Cloud fields and aerosol classification with lidar using advanced AI approach

Peleg, Yonatan; Zeida-Cohen, Lior; Tzror, Imri; Bühl, Johannes; Ansmann, Albert; Chudnovsky, Alexandra; Yakhini, Zohar

doi:10.5194/amt-19-4415-2026

Articles | Volume 19, issue 13

https://doi.org/10.5194/amt-19-4415-2026

Articles | Volume 19, issue 13

Research article

03 Jul 2026

Research article |

| 03 Jul 2026

Cloud fields and aerosol classification with lidar using advanced AI approach

Yonatan Peleg, Lior Zeida-Cohen, Imri Tzror, Johannes Bühl, Albert Ansmann, Alexandra Chudnovsky, and Zohar Yakhini

Abstract

Understanding the vertical distribution of aerosol and clouds i.s critical for climate modeling, weather forecasting, and air quality monitoring. Lidar observations are central to profiling atmospheric composition, yet signal attenuation in optically thick layers limits the effective retrieval of some important properties above those layers. More complex measurement approaches, using a combination of Lidar and cloud radar systems, can be taken to support more inclusive and accurate inference. In this study, we develop a deep learning framework to address this trade-off and gap in the cost of data acquisition by enabling full-column aerosol and cloud classification using only standard lidar inputs, achieving particularly high skill for aerosol typing while demonstrating robust, physically consistent classification of ice-cloud fields even under conditions of strong lidar signal attenuation, with liquid-cloud uncertainties primarily arising from closely related microphysical classes. The approach is based on a U-Net architecture trained to predict combined aerosol and cloud types from vertical profiles of backscatter and depolarization. Classification targets integrate established aerosol typing from PollyXT with cloud and precipitation categorization from Cloudnet, facilitating a unified scheme. The model achieves high precision, recall, and F1-scores above 95 %. By evaluating numerous complex case studies, we establish the model's ability to exploit information embedded in the lidar signal below attenuating layers, including structural and contextual features, to infer atmospheric conditions at higher altitudes, offering a robust AI-based enhancement to lidar-based atmospheric profiling and target classification. The application of AI in this context closes the gap between the need for vertical cloud maps and the sparse availability of Cloudnet.

Download & links

Article (PDF, 7954 KB)

Download & links

How to cite.

Received: 26 Oct 2025 – Discussion started: 26 Jan 2026 – Revised: 08 Jun 2026 – Accepted: 21 Jun 2026 – Published: 03 Jul 2026

1 Introduction

Aerosols and clouds are fundamental components of the Earth's atmosphere, exerting profound influences on the planet's climate system. They modulate radiative energy balance through scattering and absorption of solar and terrestrial radiation, significantly impacting the hydrological cycle through precipitation processes (Ramanathan et al., 2001; Albrecht, 1989). They also play a role in atmospheric chemistry by interacting with gases and providing surfaces for chemical reactions to occur (Intergovernmental Panel on Climate Change (IPCC), 2014; Jacob, 2000; Lelieveld and Crutzen, 1991). Clouds, in particular, have large but opposing effects on short-wave and long-wave radiation, resulting in a significant net cooling effect globally, although the magnitude remains uncertain (Hartmann and Doelling, 1991). Aerosol-cloud interactions (ACI) represent one of the largest uncertainties in current climate projections (Intergovernmental Panel on Climate Change (IPCC), 2014; Rosenfeld et al., 2014). Understanding the vertical distribution and properties of both aerosol and clouds is therefore critical to accurately understand and quantify their climatic impacts and to improve the representation of atmospheric processes in weather prediction and climate models (Winker et al., 2010; Weitkamp, 2005; Rogozovsky et al., 2023).
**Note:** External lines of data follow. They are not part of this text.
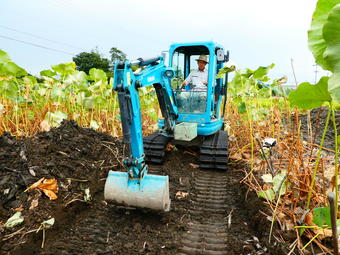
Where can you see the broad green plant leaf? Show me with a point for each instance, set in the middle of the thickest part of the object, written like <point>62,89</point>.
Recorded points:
<point>4,57</point>
<point>262,71</point>
<point>316,40</point>
<point>15,220</point>
<point>242,108</point>
<point>94,124</point>
<point>11,69</point>
<point>268,194</point>
<point>9,89</point>
<point>267,178</point>
<point>97,75</point>
<point>64,68</point>
<point>48,73</point>
<point>48,223</point>
<point>87,195</point>
<point>308,96</point>
<point>331,34</point>
<point>55,118</point>
<point>2,111</point>
<point>279,183</point>
<point>322,216</point>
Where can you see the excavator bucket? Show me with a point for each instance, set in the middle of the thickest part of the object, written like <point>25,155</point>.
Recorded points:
<point>152,191</point>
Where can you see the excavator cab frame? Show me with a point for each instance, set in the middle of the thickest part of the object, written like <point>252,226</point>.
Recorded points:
<point>210,119</point>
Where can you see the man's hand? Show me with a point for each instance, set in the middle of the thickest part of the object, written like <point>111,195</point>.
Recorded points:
<point>183,84</point>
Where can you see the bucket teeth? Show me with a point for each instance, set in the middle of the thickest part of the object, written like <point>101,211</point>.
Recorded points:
<point>154,146</point>
<point>214,151</point>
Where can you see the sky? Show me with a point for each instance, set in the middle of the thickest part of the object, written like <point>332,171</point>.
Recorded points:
<point>40,33</point>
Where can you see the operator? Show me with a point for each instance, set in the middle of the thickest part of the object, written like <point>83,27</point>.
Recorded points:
<point>198,78</point>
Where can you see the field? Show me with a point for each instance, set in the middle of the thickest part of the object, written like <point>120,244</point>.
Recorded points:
<point>60,134</point>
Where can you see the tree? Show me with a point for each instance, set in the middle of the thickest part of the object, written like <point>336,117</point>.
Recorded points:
<point>117,54</point>
<point>87,60</point>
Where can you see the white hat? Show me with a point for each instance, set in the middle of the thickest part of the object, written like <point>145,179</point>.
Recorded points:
<point>203,58</point>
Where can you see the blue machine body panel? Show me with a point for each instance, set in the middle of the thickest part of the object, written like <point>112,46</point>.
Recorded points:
<point>209,122</point>
<point>136,187</point>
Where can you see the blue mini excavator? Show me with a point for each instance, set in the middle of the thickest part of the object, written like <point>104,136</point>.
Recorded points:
<point>190,115</point>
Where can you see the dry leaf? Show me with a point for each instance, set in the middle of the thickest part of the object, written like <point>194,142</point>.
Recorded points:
<point>48,186</point>
<point>35,185</point>
<point>34,203</point>
<point>19,209</point>
<point>322,233</point>
<point>45,125</point>
<point>245,155</point>
<point>194,165</point>
<point>181,194</point>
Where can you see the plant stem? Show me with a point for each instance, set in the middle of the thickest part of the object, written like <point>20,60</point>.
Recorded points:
<point>318,159</point>
<point>336,172</point>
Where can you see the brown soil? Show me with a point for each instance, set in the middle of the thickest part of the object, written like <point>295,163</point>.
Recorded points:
<point>80,158</point>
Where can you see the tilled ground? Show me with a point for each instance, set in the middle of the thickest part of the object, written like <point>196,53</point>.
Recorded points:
<point>209,214</point>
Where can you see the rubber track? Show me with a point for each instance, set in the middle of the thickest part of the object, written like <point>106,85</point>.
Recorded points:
<point>154,146</point>
<point>208,234</point>
<point>214,151</point>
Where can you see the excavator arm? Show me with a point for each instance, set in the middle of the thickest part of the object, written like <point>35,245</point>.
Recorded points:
<point>137,188</point>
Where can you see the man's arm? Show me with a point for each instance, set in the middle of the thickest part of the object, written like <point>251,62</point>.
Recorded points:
<point>187,80</point>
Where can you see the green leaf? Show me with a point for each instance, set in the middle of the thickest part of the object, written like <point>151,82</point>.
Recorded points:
<point>316,40</point>
<point>267,194</point>
<point>334,86</point>
<point>30,80</point>
<point>55,118</point>
<point>267,178</point>
<point>279,183</point>
<point>30,115</point>
<point>322,216</point>
<point>65,68</point>
<point>15,220</point>
<point>331,34</point>
<point>48,73</point>
<point>4,57</point>
<point>10,68</point>
<point>87,195</point>
<point>9,89</point>
<point>97,74</point>
<point>48,223</point>
<point>308,96</point>
<point>94,124</point>
<point>57,93</point>
<point>242,108</point>
<point>262,71</point>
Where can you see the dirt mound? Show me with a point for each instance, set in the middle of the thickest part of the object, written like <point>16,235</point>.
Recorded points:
<point>79,159</point>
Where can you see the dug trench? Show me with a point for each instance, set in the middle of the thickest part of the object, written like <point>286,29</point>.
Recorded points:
<point>209,213</point>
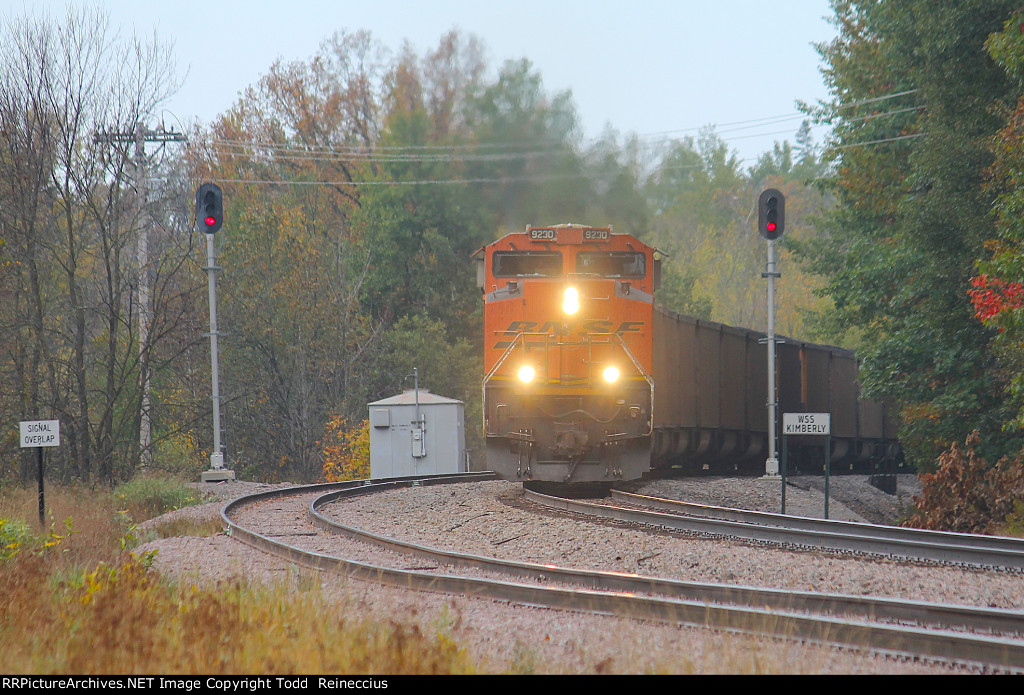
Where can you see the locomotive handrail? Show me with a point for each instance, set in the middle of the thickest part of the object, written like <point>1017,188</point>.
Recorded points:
<point>647,378</point>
Significant progress has been made in the development of remote sensing techniques capable of profiling atmospheric constituents. Lidar has emerged as a powerful tool for providing detailed vertical profiles of aerosol particles and clouds with high spatial and temporal resolution (Cairo et al., 2024). Advanced lidar systems, such as multiwavelength Raman and polarization lidars, can retrieve not only the vertical distribution of aerosol backscatter but also intensive optical properties. These properties include the lidar ratio (extinction-to-backscatter ratio) and the particle linear depolarization ratio, which provide crucial information about particle size, shape, and absorption characteristics, enabling the classification of different aerosol types and their different vertical distribution (e.g. dust, smoke, marine, urban haze) (Rogozovsky et al., 2025, 2026; Baars et al., 2017). Networks like PollyNET, using standardized and automated PollyXT (POrtabLe Lidar sYstem with eXTended capabilities) (Engelmann et al., 2016) lidars, demonstrate the capability for continuous, near-real-time monitoring and characterization of aerosol profiles in diverse global locations (Baars et al., 2018, 2017).
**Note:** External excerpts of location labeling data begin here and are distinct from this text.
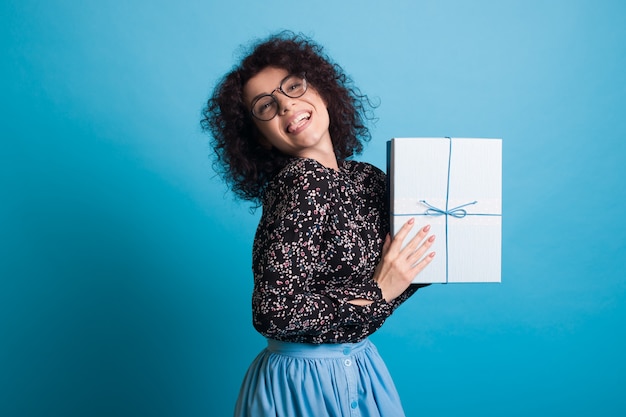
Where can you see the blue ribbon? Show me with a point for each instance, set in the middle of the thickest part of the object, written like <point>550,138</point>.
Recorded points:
<point>459,212</point>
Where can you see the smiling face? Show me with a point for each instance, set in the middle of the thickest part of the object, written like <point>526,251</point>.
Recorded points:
<point>301,126</point>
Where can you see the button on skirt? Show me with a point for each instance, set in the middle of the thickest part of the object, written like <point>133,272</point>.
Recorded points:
<point>302,380</point>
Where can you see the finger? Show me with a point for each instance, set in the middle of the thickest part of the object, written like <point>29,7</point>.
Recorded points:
<point>419,252</point>
<point>386,244</point>
<point>398,239</point>
<point>419,267</point>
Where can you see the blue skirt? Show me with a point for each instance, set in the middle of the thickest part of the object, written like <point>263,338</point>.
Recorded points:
<point>302,380</point>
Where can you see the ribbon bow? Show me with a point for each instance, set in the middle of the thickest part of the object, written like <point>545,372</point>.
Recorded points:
<point>459,212</point>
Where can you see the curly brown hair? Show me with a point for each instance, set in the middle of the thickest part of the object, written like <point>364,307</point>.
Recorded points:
<point>240,157</point>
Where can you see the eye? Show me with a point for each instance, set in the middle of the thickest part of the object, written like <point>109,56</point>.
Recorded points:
<point>264,105</point>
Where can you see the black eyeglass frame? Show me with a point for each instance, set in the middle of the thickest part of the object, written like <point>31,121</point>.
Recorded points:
<point>302,76</point>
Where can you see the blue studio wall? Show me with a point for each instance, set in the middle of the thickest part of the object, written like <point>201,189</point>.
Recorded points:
<point>125,264</point>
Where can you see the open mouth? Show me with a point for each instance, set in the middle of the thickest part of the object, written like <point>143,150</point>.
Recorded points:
<point>298,122</point>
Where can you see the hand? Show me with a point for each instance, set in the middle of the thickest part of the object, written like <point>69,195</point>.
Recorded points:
<point>399,266</point>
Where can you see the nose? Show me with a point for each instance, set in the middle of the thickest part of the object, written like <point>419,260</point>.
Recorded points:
<point>284,102</point>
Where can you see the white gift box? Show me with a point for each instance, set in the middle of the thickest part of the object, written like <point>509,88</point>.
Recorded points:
<point>455,185</point>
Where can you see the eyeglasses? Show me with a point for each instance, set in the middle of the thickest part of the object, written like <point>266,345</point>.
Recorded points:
<point>265,107</point>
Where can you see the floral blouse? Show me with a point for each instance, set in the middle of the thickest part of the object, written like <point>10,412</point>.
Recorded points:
<point>318,242</point>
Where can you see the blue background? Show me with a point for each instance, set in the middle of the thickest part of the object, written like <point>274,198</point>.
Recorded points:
<point>125,263</point>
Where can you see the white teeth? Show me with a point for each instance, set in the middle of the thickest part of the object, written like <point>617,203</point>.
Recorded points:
<point>298,120</point>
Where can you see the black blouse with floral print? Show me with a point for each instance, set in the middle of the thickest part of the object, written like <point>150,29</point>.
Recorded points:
<point>318,242</point>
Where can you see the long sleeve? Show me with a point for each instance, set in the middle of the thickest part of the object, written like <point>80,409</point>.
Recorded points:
<point>316,248</point>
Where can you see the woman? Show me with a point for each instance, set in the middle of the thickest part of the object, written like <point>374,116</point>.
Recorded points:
<point>326,272</point>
Lidar is highly effective for detecting aerosols and thin cloud layers, yet it is constrained by signal attenuation (Winker et al., 2010; Weitkamp, 2005). The laser beam can be strongly scattered and absorbed by dense atmospheric constituents, particularly liquid water droplets (Haarig et al., 2023). In optically thick clouds, especially those containing liquid water, the lidar signal is usually fully attenuated within a few hundred meters above the cloud base, typically at optical depths (τ) around 3–5 (Winker et al., 2017). This attenuation prevents the lidar from probing the full vertical extent of the cloud, hindering the characterization of the height of the cloud top, the internal structure, and the thermodynamic phase (Kalesse-Los et al., 2022). This physical limitation is the primary reason why synergistic approaches like Cloudnet rely on cloud radar, which can easily penetrate multiple cloud layers, to provide information above the lidar attenuation height (Bühl et al., 2017).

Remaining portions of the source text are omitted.